With 1,600 acres (612 hectares) in the outskirts of the city devoted to wine-making, Vienna is home to the highest number of urban vineyards in the world. That’s a real metropolitan wine-making industry. Not only do the vineyards play a sizable role in the local economy, but they also serve as part of the important green belt around the city.
Wine grows on the city’s hills bordering the Vienna Woods. The most famous of all such wine mountains is the Nussberg (“nut-mountain”), with the Beethoven house at its feet. From these vineyards, one has a breathtaking view over the city and the Danube river.

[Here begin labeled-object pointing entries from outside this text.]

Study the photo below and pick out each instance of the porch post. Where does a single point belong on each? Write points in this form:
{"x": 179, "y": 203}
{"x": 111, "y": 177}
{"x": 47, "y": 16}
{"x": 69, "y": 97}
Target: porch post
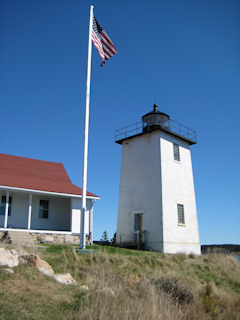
{"x": 91, "y": 224}
{"x": 29, "y": 211}
{"x": 6, "y": 210}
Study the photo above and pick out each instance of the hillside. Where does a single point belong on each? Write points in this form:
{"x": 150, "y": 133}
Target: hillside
{"x": 123, "y": 284}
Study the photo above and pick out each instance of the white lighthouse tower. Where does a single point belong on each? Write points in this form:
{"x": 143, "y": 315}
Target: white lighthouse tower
{"x": 157, "y": 207}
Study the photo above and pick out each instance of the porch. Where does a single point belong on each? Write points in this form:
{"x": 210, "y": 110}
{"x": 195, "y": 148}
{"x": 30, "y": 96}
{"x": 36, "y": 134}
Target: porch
{"x": 43, "y": 213}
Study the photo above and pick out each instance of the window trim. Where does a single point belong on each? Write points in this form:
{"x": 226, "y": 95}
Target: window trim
{"x": 181, "y": 215}
{"x": 43, "y": 210}
{"x": 3, "y": 205}
{"x": 176, "y": 152}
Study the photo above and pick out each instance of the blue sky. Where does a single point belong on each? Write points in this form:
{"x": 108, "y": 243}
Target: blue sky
{"x": 184, "y": 53}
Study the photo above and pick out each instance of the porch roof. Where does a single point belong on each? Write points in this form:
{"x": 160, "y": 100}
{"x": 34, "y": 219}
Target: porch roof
{"x": 26, "y": 173}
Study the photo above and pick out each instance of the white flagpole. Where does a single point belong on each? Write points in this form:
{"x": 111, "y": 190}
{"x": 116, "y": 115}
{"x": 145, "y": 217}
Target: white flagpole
{"x": 85, "y": 147}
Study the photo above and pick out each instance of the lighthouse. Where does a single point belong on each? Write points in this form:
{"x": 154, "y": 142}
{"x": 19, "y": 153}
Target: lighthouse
{"x": 157, "y": 206}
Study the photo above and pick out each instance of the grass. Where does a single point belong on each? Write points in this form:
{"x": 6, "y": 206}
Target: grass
{"x": 124, "y": 284}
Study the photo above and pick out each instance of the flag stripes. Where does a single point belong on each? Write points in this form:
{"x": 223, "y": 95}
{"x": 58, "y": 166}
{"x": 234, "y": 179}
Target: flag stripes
{"x": 102, "y": 42}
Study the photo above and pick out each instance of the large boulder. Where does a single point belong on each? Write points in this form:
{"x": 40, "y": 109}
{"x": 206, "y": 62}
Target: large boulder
{"x": 40, "y": 264}
{"x": 64, "y": 278}
{"x": 8, "y": 258}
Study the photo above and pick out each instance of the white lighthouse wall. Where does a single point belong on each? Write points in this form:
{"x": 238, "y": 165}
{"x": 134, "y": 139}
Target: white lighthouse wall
{"x": 140, "y": 190}
{"x": 178, "y": 188}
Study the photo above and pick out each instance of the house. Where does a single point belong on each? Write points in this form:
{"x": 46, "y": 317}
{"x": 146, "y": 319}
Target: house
{"x": 157, "y": 206}
{"x": 38, "y": 197}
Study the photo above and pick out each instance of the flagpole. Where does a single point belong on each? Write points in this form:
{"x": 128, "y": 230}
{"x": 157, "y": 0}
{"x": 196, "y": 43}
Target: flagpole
{"x": 85, "y": 147}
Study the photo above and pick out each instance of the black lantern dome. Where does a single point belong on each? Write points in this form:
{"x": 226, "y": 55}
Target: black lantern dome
{"x": 154, "y": 120}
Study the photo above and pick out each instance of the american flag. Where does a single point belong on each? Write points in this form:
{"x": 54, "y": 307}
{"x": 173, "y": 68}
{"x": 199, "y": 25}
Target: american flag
{"x": 102, "y": 42}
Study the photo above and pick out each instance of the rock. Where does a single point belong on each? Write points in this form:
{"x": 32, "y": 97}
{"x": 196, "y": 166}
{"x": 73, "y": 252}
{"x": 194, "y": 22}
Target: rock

The Nussberg, in particular, has an ideal microclimate for wine. The winds from the Pannonian plain, coming over from Hungary, protect the vineyards from overheating in summer. The vineyards are perfectly exposed to the south, on the sloping hill and its calcareous shell lime stone soil. This offers perfect conditions for growing grapes like Riesling, Chardonnay, Grüner Veltliner, Muskateller, Zweigelt and Burgundy, among others.
As if that isn’t enough, Vienna also has a tiny vineyard in the middle of the town. The city’s smallest vineyard is located right in the center, at Schwarzenbergplatz, in the front of the Palace Wiener von Welten. It produces Vienna’s “official,” “national”1 wine – an old, strictly Viennese slow food specialty – a dry white wine called Wiener Gemischter Satz. That translates to “Viennese field blend,” which is a popular blend of at least three different grapes, planted, harvested and vinified together in a single vineyard.
On the Nussberg, for example, the mixture found in the small Rotes Haus vineyard consists of Pinot Gris, Pinot Blanc, Neuburger and Traminer. This selection of wines is not mixed together only once in the cuvée (French for tank). No, the special thing about Gemischter Satz is that the vineyard itself is the cuvée, if you will. And all those grapes grow together right inside the city limits.
Wiener Gemischter Satz wine was the traditional Viennese daily wine, before Grüner Veltliner wine became more popular in the mid-1950s. In recent years, serious progress in quality has been made. Vienna’s Gemischter Satz wine now has a DAC classification (Districtus Austriae Controllatus, loosely based on the French Domaine d’Appellation Contrôlée and the German Prädikat system).
On the Nussberg, Wieninger winery makes a full-bodied Gemischter Satz wine. It’s even organic. It’s excellent for poaching quinces! Don’t worry, I didn’t use cloves and cinnamon, just the marvelous aromas of the wine. I would have loved to try a bottle from Vienna’s smallest vineyard, but with an output of only 50 bottles, there was none left for me.